Plutôt que de critiquer les différences de traitement entre catégories de déplacés selon leur couleur de peau et leur religion – certes légalement douteuses et politiquement contre-productives –, réjouissons-nous de la présence au sein de la société européenne de cette profonde disposition à venir en aide aux démunis en dehors du cadre des institutions étatiques et du tissu associatif plus ou moins formel. Nous avons encore la capacité à nous émouvoir, à trouver des solutions, à considérer que les membres d’une même famille ont le droit de se regrouper, de circuler, de ne pas être cantonnés dans des centres d’accueil anonymes en attendant une décision administrative pendant une période de temps indéfinie. Prenons conscience qu’humilier et ségréguer est la recette d’un désastre moral et social !

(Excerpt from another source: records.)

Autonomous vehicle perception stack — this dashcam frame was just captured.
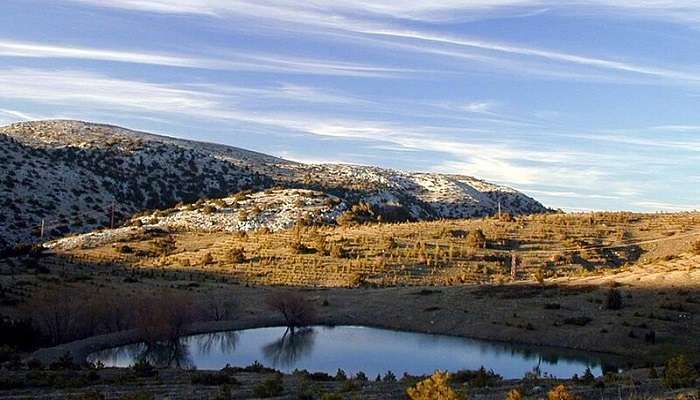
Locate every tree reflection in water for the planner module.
[262,328,316,368]
[100,339,194,369]
[193,331,240,355]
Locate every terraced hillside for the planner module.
[48,209,700,287]
[0,121,547,248]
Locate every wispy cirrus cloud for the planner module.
[61,0,700,23]
[60,0,700,84]
[0,40,419,78]
[0,68,600,192]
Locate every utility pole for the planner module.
[109,201,114,229]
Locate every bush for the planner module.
[690,240,700,255]
[151,236,177,256]
[289,241,314,254]
[330,243,346,258]
[265,291,316,329]
[451,367,503,387]
[202,252,214,265]
[131,360,158,378]
[662,355,697,389]
[547,385,579,400]
[226,247,246,264]
[253,374,284,398]
[0,316,42,350]
[190,372,238,386]
[321,393,343,400]
[406,371,464,400]
[506,389,524,400]
[564,317,593,326]
[467,229,486,249]
[605,287,622,310]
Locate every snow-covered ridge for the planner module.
[0,120,546,248]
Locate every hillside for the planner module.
[0,120,547,247]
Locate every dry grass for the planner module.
[50,213,700,287]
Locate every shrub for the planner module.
[134,292,197,343]
[330,243,346,258]
[690,240,700,255]
[151,236,177,256]
[265,291,316,329]
[321,393,343,400]
[406,371,464,400]
[226,247,246,264]
[605,287,622,310]
[564,316,593,326]
[0,316,42,350]
[382,371,396,382]
[467,229,486,249]
[289,241,313,254]
[190,372,238,386]
[506,388,524,400]
[131,360,158,378]
[253,374,284,398]
[202,252,214,265]
[547,385,579,400]
[451,367,503,387]
[335,368,348,382]
[662,355,697,389]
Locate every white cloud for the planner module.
[61,0,700,23]
[632,201,700,211]
[0,108,42,121]
[64,0,700,83]
[0,40,418,78]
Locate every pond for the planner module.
[89,326,612,379]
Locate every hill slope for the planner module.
[0,120,546,247]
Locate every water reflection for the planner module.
[194,331,240,355]
[262,328,316,368]
[91,326,620,378]
[96,339,195,369]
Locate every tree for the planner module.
[265,291,316,330]
[406,371,464,400]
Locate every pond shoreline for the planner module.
[29,296,630,365]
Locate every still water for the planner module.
[89,326,610,379]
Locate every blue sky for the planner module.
[0,0,700,211]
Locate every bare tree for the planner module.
[265,291,316,330]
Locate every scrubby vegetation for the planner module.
[406,371,464,400]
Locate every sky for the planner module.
[0,0,700,211]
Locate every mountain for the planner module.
[0,120,547,247]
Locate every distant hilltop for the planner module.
[0,120,548,247]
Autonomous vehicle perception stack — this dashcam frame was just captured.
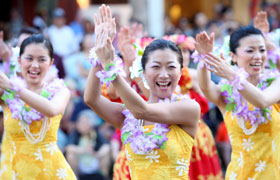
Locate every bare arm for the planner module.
[0,31,12,61]
[18,88,70,117]
[237,78,280,109]
[0,72,70,117]
[195,32,226,113]
[203,54,280,108]
[84,67,124,128]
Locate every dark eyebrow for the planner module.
[249,45,265,49]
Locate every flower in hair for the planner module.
[96,56,126,87]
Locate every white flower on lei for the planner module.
[255,161,266,172]
[176,158,190,176]
[242,138,254,152]
[229,172,237,180]
[46,142,58,155]
[34,148,43,161]
[146,150,160,163]
[56,168,68,180]
[237,152,243,168]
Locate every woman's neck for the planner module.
[27,82,44,93]
[148,93,172,103]
[247,75,260,86]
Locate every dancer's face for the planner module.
[18,44,53,85]
[144,49,181,98]
[232,35,267,76]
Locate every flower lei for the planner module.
[121,94,189,154]
[1,77,66,124]
[267,47,280,71]
[88,48,126,87]
[220,69,279,135]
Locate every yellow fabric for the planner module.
[125,125,194,180]
[0,107,76,180]
[224,105,280,180]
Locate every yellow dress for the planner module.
[125,125,194,180]
[0,106,76,180]
[224,104,280,180]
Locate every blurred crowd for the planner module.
[0,3,280,180]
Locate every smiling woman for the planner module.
[0,34,76,180]
[196,26,280,180]
[84,5,200,180]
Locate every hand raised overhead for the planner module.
[94,4,116,67]
[194,31,215,54]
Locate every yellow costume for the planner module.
[224,105,280,180]
[0,106,76,180]
[125,125,194,180]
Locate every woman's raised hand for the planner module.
[254,11,269,33]
[0,72,12,90]
[194,31,215,54]
[94,4,116,67]
[205,53,235,81]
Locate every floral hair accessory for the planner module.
[95,56,126,87]
[1,77,66,124]
[88,47,101,67]
[220,69,279,135]
[135,37,155,49]
[191,51,209,68]
[121,95,189,154]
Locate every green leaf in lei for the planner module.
[160,141,166,149]
[258,77,276,88]
[104,74,117,82]
[221,84,233,96]
[154,135,162,139]
[41,90,51,98]
[225,102,236,111]
[1,90,16,104]
[144,132,153,136]
[24,106,31,112]
[262,107,271,120]
[121,132,130,144]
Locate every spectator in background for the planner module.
[66,110,110,180]
[32,10,47,33]
[193,12,208,37]
[47,8,79,58]
[9,9,23,39]
[64,34,94,94]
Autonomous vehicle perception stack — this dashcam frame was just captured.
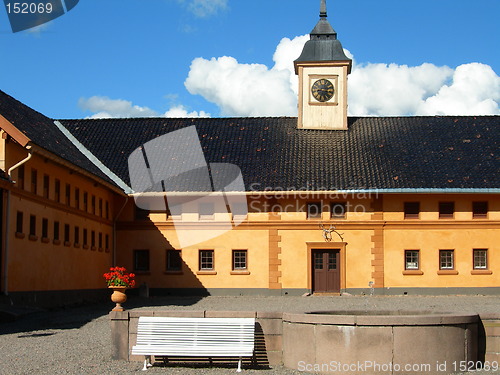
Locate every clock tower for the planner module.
[294,0,352,130]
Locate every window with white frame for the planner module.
[405,250,420,270]
[439,250,455,270]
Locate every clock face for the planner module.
[311,78,335,102]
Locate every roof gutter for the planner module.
[129,188,500,198]
[3,146,33,296]
[54,120,133,194]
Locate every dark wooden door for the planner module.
[312,249,340,293]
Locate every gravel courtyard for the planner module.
[0,296,500,375]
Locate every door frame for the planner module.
[306,242,347,293]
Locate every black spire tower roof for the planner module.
[295,0,352,70]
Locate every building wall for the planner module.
[2,141,117,293]
[114,193,500,294]
[384,194,500,288]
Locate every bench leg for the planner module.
[236,357,241,372]
[142,355,153,371]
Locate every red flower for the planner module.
[103,267,135,288]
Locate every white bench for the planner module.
[132,316,255,372]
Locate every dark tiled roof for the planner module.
[61,116,500,190]
[0,90,116,187]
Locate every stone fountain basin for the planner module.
[283,310,479,374]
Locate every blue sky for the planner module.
[0,0,500,118]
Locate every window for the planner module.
[330,202,347,219]
[75,227,80,246]
[472,249,488,270]
[405,250,420,270]
[200,250,214,271]
[64,224,70,246]
[167,250,182,271]
[17,165,24,189]
[439,250,455,270]
[66,184,71,206]
[91,195,95,215]
[134,250,149,272]
[54,221,59,241]
[30,215,36,236]
[54,179,61,203]
[404,202,420,219]
[233,250,248,271]
[472,202,488,219]
[16,211,23,233]
[439,202,455,219]
[307,203,321,219]
[83,228,89,249]
[134,206,149,221]
[75,188,80,209]
[43,174,50,199]
[83,192,89,212]
[42,218,49,240]
[199,203,215,220]
[31,169,38,194]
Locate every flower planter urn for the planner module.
[109,286,127,311]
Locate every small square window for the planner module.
[199,203,215,220]
[17,165,24,189]
[54,179,61,203]
[199,250,214,271]
[439,202,455,219]
[472,202,488,219]
[473,249,488,270]
[43,174,50,199]
[307,202,322,219]
[30,215,36,236]
[64,224,69,242]
[405,250,420,270]
[16,211,23,233]
[42,218,49,238]
[330,202,347,219]
[66,184,71,206]
[167,250,182,271]
[54,221,59,241]
[134,250,149,272]
[404,202,420,219]
[31,169,38,194]
[233,250,248,271]
[439,250,455,270]
[75,188,80,209]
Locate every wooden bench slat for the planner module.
[132,317,255,369]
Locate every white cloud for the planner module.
[416,63,500,115]
[78,96,210,118]
[185,35,500,116]
[178,0,228,18]
[184,37,304,116]
[162,105,210,118]
[78,96,158,118]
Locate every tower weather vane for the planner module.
[319,0,327,18]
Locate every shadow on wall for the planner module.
[117,209,210,308]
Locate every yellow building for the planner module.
[0,3,500,301]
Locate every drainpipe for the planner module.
[113,195,130,267]
[3,146,33,296]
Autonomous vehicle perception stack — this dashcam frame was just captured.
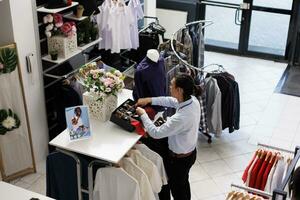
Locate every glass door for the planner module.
[200,0,250,53]
[199,0,296,60]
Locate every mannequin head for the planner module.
[147,49,159,63]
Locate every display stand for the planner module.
[231,143,300,200]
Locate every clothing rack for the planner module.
[231,143,300,200]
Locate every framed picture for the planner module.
[0,44,36,181]
[66,106,91,140]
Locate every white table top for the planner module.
[50,89,141,163]
[0,181,54,200]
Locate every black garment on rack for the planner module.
[208,72,240,133]
[46,152,89,200]
[54,83,82,139]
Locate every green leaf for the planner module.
[0,48,18,74]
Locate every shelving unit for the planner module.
[64,13,88,21]
[42,49,81,64]
[37,1,78,14]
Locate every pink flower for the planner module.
[60,22,72,36]
[53,13,63,24]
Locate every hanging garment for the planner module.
[242,152,257,183]
[205,77,223,136]
[121,157,155,200]
[135,144,168,185]
[133,57,167,111]
[249,152,265,188]
[128,0,144,49]
[260,156,277,193]
[93,167,142,200]
[254,152,271,189]
[271,158,285,191]
[158,40,193,63]
[128,150,163,193]
[246,156,258,186]
[97,0,137,53]
[177,28,193,64]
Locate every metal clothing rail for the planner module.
[171,20,213,72]
[231,183,273,197]
[231,143,300,200]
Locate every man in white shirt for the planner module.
[136,74,200,200]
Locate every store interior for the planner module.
[0,0,300,200]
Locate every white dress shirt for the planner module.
[128,150,162,193]
[135,144,168,185]
[141,96,200,154]
[121,157,155,200]
[93,167,141,200]
[271,159,285,191]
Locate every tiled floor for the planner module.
[9,52,300,200]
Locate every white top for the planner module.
[49,89,141,163]
[135,144,168,185]
[93,167,141,200]
[271,159,285,191]
[128,150,162,193]
[264,163,276,193]
[0,181,54,200]
[141,96,200,154]
[128,0,144,49]
[246,156,258,186]
[121,157,155,200]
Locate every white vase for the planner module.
[83,92,118,122]
[47,34,77,58]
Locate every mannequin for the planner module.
[147,49,159,63]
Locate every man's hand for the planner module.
[135,97,152,107]
[135,107,146,116]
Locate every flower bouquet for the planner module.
[79,63,125,121]
[43,13,77,58]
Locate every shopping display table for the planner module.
[50,89,141,163]
[0,181,54,200]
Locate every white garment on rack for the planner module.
[97,0,137,53]
[128,150,162,193]
[246,156,258,186]
[128,0,144,49]
[205,76,222,136]
[121,157,155,200]
[271,159,285,191]
[264,160,277,193]
[93,167,141,200]
[135,144,168,185]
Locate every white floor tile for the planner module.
[201,160,233,177]
[28,175,46,195]
[189,165,210,183]
[191,180,222,200]
[21,173,41,185]
[197,148,221,163]
[223,155,249,172]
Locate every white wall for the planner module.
[0,0,14,46]
[5,0,48,163]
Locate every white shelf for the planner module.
[64,13,88,21]
[42,50,81,64]
[78,38,102,51]
[37,1,78,13]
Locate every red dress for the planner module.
[249,156,265,188]
[254,157,270,189]
[259,156,276,190]
[242,153,256,183]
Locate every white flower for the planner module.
[105,88,111,92]
[46,24,54,31]
[115,70,122,77]
[45,31,51,38]
[2,117,16,129]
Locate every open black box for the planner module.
[110,99,140,132]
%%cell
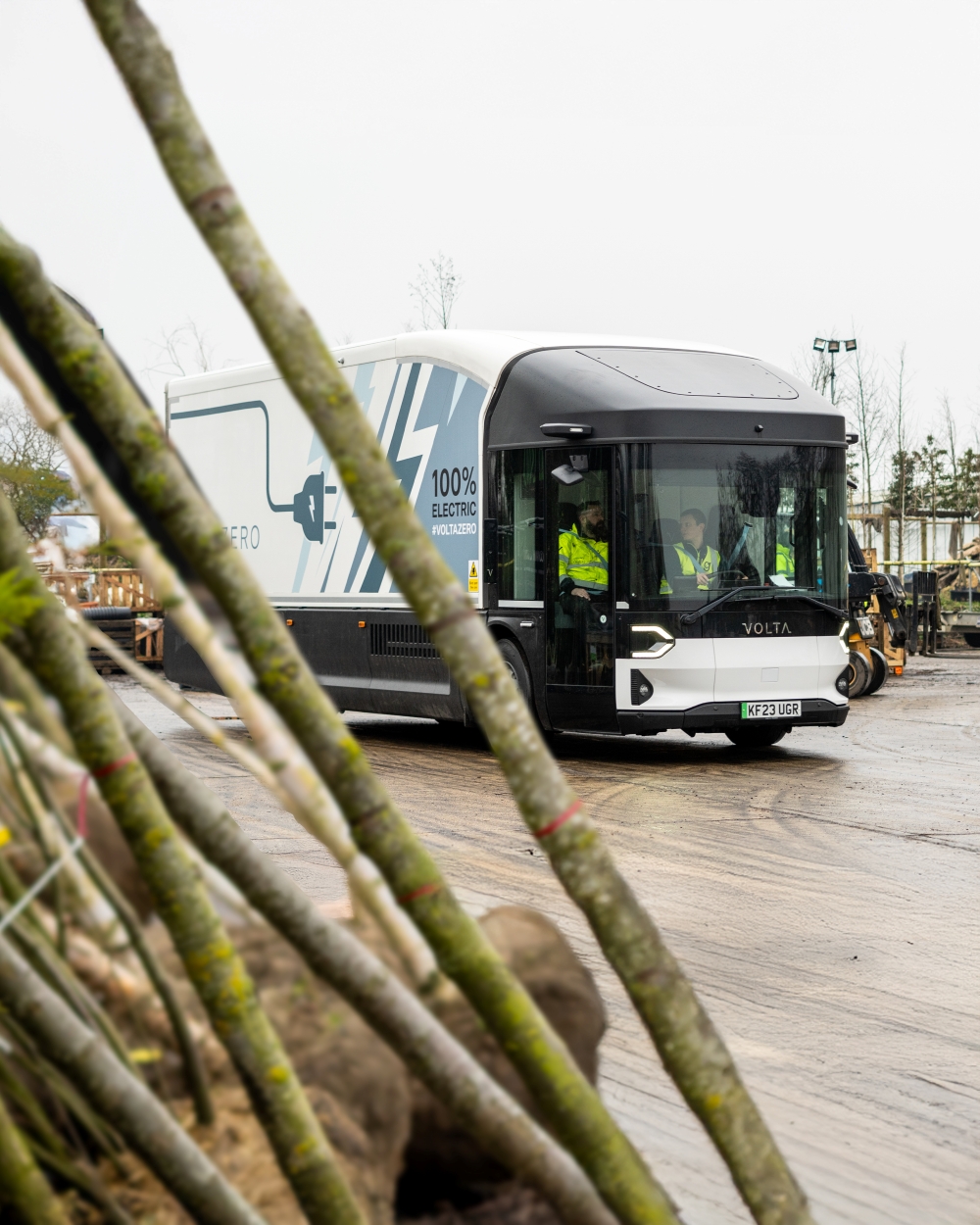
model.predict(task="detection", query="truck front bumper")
[616,697,849,736]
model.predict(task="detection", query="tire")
[498,638,534,714]
[861,647,888,697]
[725,728,787,749]
[848,651,871,701]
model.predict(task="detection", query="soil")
[86,906,604,1225]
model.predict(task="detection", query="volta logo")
[743,621,793,638]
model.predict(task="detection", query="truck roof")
[167,328,750,398]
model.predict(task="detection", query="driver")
[674,508,721,587]
[559,503,609,601]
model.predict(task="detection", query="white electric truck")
[166,331,848,745]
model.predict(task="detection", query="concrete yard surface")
[114,651,980,1225]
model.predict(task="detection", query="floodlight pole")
[813,336,858,405]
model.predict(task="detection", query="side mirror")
[552,464,586,485]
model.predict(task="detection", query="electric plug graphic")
[293,471,337,544]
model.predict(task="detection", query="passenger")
[775,528,797,578]
[674,508,721,587]
[559,503,609,601]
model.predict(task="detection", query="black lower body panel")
[618,697,849,736]
[548,685,620,733]
[163,616,224,694]
[163,609,469,723]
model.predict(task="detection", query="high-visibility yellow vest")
[559,532,609,588]
[661,540,721,596]
[674,542,721,574]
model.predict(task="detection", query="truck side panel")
[170,359,486,608]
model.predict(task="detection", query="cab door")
[544,444,618,731]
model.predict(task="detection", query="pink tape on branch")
[397,885,442,906]
[74,774,92,838]
[92,754,136,778]
[534,800,582,838]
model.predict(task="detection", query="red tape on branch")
[92,754,136,778]
[398,885,442,906]
[534,800,582,838]
[74,774,89,838]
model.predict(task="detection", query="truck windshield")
[618,442,847,609]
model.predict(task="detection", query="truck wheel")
[861,647,888,697]
[848,651,871,699]
[725,728,787,749]
[498,638,537,718]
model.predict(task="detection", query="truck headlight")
[630,625,675,660]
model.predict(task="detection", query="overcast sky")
[0,0,980,451]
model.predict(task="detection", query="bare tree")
[0,396,65,470]
[885,343,915,572]
[143,318,215,378]
[408,251,464,329]
[940,392,969,558]
[848,344,886,549]
[0,397,74,540]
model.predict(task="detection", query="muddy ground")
[114,651,980,1225]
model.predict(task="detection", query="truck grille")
[371,621,439,660]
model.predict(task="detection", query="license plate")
[743,702,802,719]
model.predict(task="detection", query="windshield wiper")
[681,587,849,625]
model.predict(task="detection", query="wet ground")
[111,651,980,1225]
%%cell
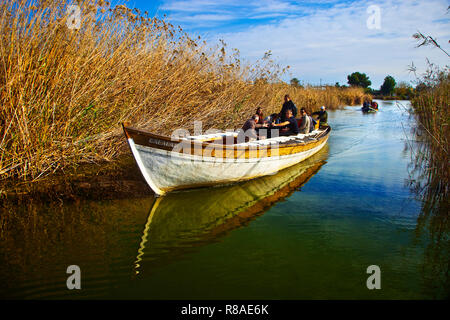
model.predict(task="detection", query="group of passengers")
[238,95,328,141]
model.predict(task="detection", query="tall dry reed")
[0,0,370,180]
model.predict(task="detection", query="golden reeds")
[0,0,370,180]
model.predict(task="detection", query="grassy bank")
[0,0,370,181]
[410,69,450,298]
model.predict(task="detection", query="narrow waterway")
[0,101,442,299]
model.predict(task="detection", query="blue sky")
[121,0,450,89]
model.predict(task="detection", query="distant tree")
[380,76,396,95]
[347,72,372,88]
[394,81,414,99]
[291,78,300,87]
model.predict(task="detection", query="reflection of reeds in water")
[410,73,450,298]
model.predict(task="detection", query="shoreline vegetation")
[408,64,450,298]
[0,0,369,195]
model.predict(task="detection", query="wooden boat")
[134,151,328,273]
[123,123,331,195]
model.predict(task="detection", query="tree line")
[290,72,421,99]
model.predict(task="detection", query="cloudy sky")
[128,0,450,89]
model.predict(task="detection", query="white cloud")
[163,0,450,88]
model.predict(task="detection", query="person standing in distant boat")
[280,94,297,122]
[311,106,328,128]
[272,109,299,136]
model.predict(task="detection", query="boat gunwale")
[122,122,331,151]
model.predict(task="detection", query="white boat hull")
[128,137,328,195]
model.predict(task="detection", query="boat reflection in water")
[135,146,328,274]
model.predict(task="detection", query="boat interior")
[182,128,329,146]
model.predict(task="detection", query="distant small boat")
[123,123,331,195]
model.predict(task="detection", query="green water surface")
[0,101,448,299]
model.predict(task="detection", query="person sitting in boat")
[280,94,297,122]
[363,100,370,109]
[272,109,299,136]
[371,101,378,110]
[299,108,311,134]
[237,114,267,143]
[264,113,280,126]
[311,106,328,128]
[255,107,264,124]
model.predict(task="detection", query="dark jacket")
[280,100,297,122]
[311,110,328,124]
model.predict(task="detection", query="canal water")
[0,101,448,299]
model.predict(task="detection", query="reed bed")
[0,0,370,181]
[409,65,450,299]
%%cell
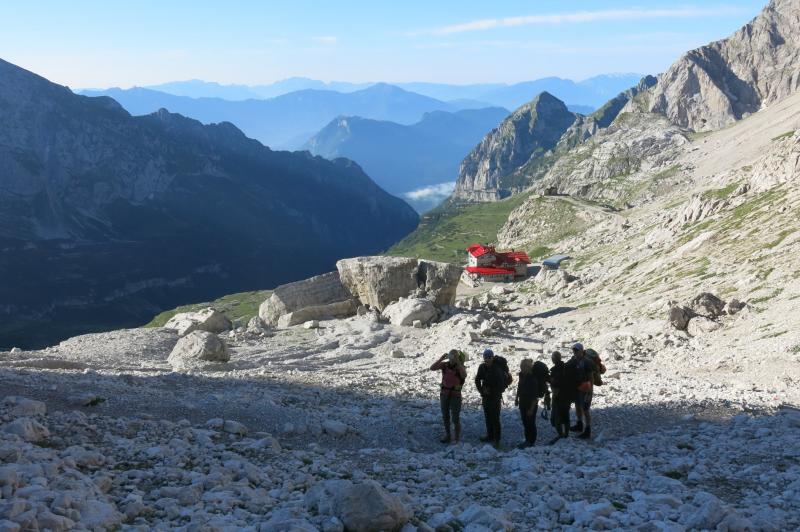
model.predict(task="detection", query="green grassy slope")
[145,290,272,327]
[386,194,529,263]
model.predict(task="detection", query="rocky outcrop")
[167,331,230,370]
[749,130,800,192]
[336,257,462,312]
[258,272,356,327]
[454,92,578,201]
[647,0,800,131]
[164,307,232,336]
[383,298,436,327]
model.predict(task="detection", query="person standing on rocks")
[550,351,578,444]
[475,349,514,447]
[514,358,544,449]
[570,343,596,440]
[431,349,467,443]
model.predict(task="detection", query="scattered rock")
[669,305,694,331]
[688,292,725,320]
[3,417,50,442]
[3,395,47,417]
[686,316,721,336]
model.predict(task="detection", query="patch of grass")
[703,181,740,200]
[145,290,272,327]
[528,246,553,260]
[772,131,795,142]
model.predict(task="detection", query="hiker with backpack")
[550,351,578,445]
[475,349,514,447]
[514,358,549,449]
[570,343,606,440]
[431,349,467,443]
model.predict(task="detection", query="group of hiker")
[430,343,606,448]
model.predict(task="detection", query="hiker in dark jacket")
[568,343,595,440]
[431,349,467,443]
[475,349,512,447]
[550,351,577,444]
[514,358,544,449]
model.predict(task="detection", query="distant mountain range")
[136,74,642,113]
[81,83,482,149]
[0,60,422,347]
[302,107,508,212]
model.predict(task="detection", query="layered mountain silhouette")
[303,107,508,212]
[0,61,418,347]
[455,0,800,201]
[145,74,642,112]
[82,83,480,149]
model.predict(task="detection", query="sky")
[0,0,767,88]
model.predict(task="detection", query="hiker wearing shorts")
[431,349,467,443]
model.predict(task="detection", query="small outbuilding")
[465,244,531,283]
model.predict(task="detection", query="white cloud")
[403,181,456,201]
[312,35,339,46]
[410,7,741,36]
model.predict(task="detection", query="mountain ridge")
[0,61,417,346]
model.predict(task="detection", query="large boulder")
[383,298,436,326]
[167,331,230,370]
[305,480,411,532]
[336,257,462,312]
[686,316,721,336]
[336,257,419,312]
[258,272,357,327]
[164,307,233,336]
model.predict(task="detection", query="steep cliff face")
[649,0,800,131]
[0,61,418,346]
[455,92,578,201]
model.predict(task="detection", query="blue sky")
[0,0,767,88]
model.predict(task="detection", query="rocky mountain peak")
[647,0,800,131]
[455,92,578,201]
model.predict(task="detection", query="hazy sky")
[0,0,766,88]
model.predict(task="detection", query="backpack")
[533,360,550,398]
[586,349,606,386]
[458,350,467,386]
[494,356,514,391]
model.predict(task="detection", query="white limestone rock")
[167,331,230,370]
[3,417,50,442]
[164,307,233,336]
[383,298,436,326]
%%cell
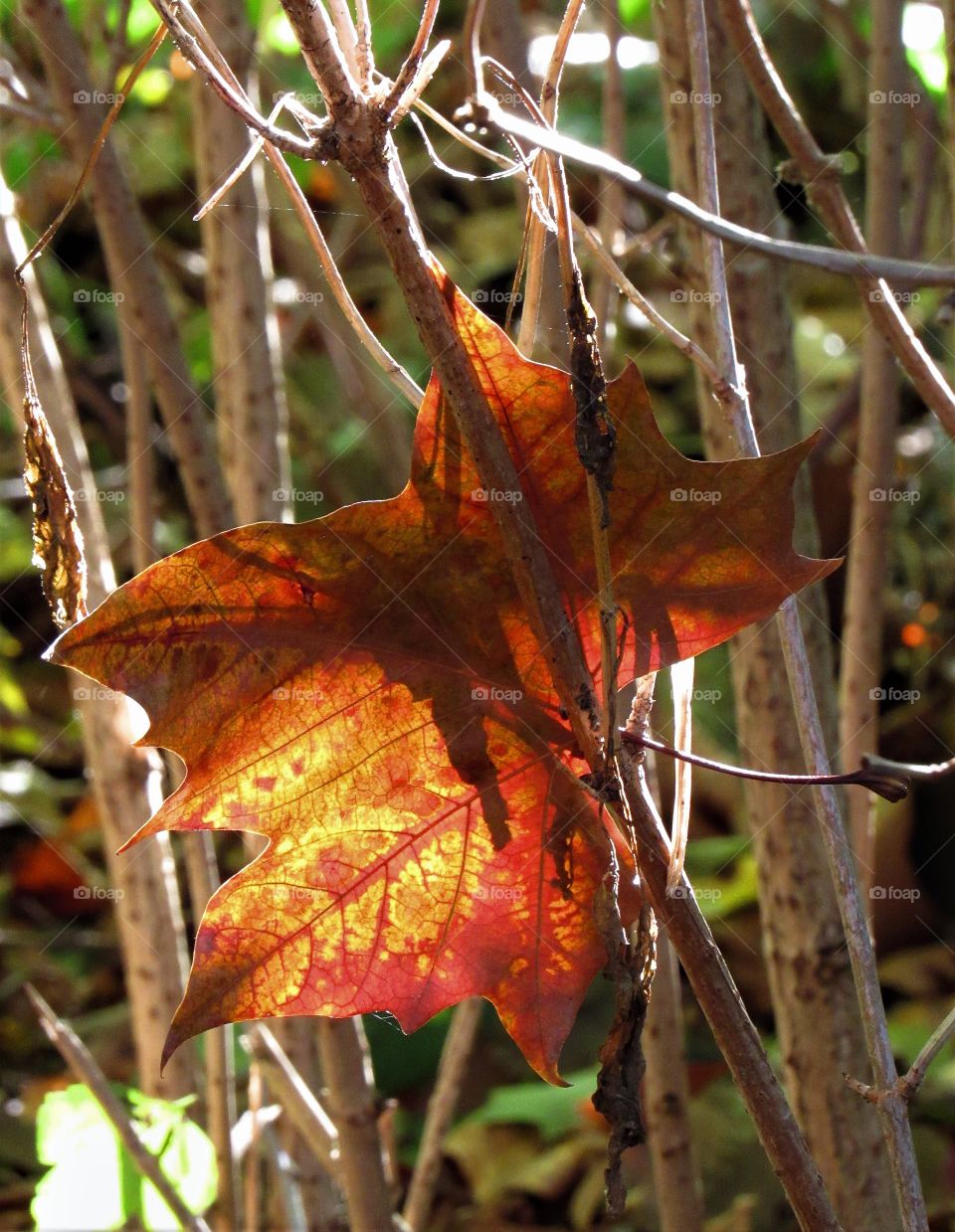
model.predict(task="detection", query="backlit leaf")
[53,271,833,1081]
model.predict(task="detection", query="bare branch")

Les autorités des pays européens comme de larges franges de la population ont parié sur la capacité des Ukrainiens à apporter leurs compétences et leurs expériences aux sociétés d’accueil. En laissant les réfugiés ukrainiens circuler librement et s’installer de manière organique là où ils bénéficient de connaissances et de liens familiaux, l’Europe remet en cause le système Dublin de gestion des migrations qu’elle a elle-même créé et en souligne son intrinsèque absurdité. Il est logique d’essayer de rejoindre un pays où l’on peut compter sur l’aide d’un proche. Il ne fait aucun doute que recommencer à zéro une vie se fait plus facilement avec l’aide de la communauté environnante.
La réponse européenne à la crise ukrainienne soulève donc une question fondamentale non seulement pour les déplacés mais aussi pour l’avenir politique de l'Europe : n’est-il pas temps de dépasser les frontières raciales en étendant ces principes d’action à tous les réfugiés ?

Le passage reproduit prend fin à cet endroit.